You, on the other hand, still have g, g or c - your original 1/3 choice.

Now if you 'switch' to the SAME door you originally picked it can't suddenly have just g or c behind it, it MUST still have the original options g, g or c.

If you switch to the hosts 2nd door then it has either c, g or c behind it. ie you have 2/3 chance of finding the car.

But like I said before, if this isn't working for you, get your significant other to play host and see for yourself. Better yet, take up Matthews offer of £10K as if we're wrong and you're right then you can't possibly lose.

Haroon,

I find your arguments very difficult to follow so it is difficult to point out exactly where you are going wrong.

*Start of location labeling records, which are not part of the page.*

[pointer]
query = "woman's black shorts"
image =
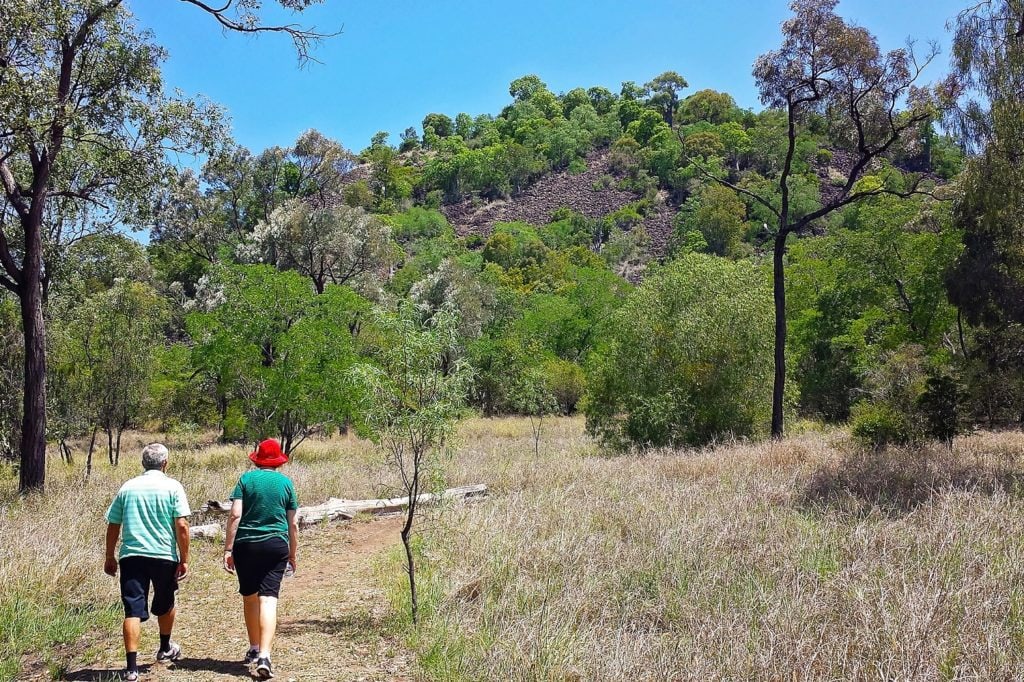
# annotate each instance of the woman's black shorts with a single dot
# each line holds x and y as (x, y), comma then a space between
(260, 566)
(137, 573)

But, if i read you correctly, when you say...

"Let say we elim A
We chose C which had 1/3 chance
and A+B had 2/3 of car, but as explained above so to do A+C have 2/3 of car"

...you don't really have 2/3 of a chance as you are sticking with C whatever happens so the odds of A+C are irrelevant to your choice.

In contrast the switchers get to choose *both* A+B (2/3) and then decide which one they really want *after* the host has told them which of A or B has a goat.

Your argument requries that we transfer probability to your choice after you have made it -- which would mean that is you just got the host to reveal goats behind both doors this would transfer a 100% probability to your original choice was and you'd always get the car.

Matthew

ok, looking at this:

A+B = A+C = 2/3;
A=0,
B=C

for starters you missed out B+C which also = 2/3
A+B = A+C = B+C = 2/3
if a=0 then continuing with this logic
B = C = B+C = 2/3

so now you've got an obvious problem.

What actually happens is that you pick C = 1/3 and the host then picks A+B = 2/3.
He then eliminates (A OR B). So you still have C=1/3 and he STILL has A OR B = 2/3. What you don't have is A+C or B+C because you've only picked 1 door. You get A+C or B+C by switching doors. If you switch to the SAME door then you would have C+C but we know that's not a valid option.

Difficult one to fathom. I've been swayed by both sides, but have decided the sensible thing to do is switch.

Either your chances go up or stay the same, they don't go down.

Or is there a 3rd arm to this discussion?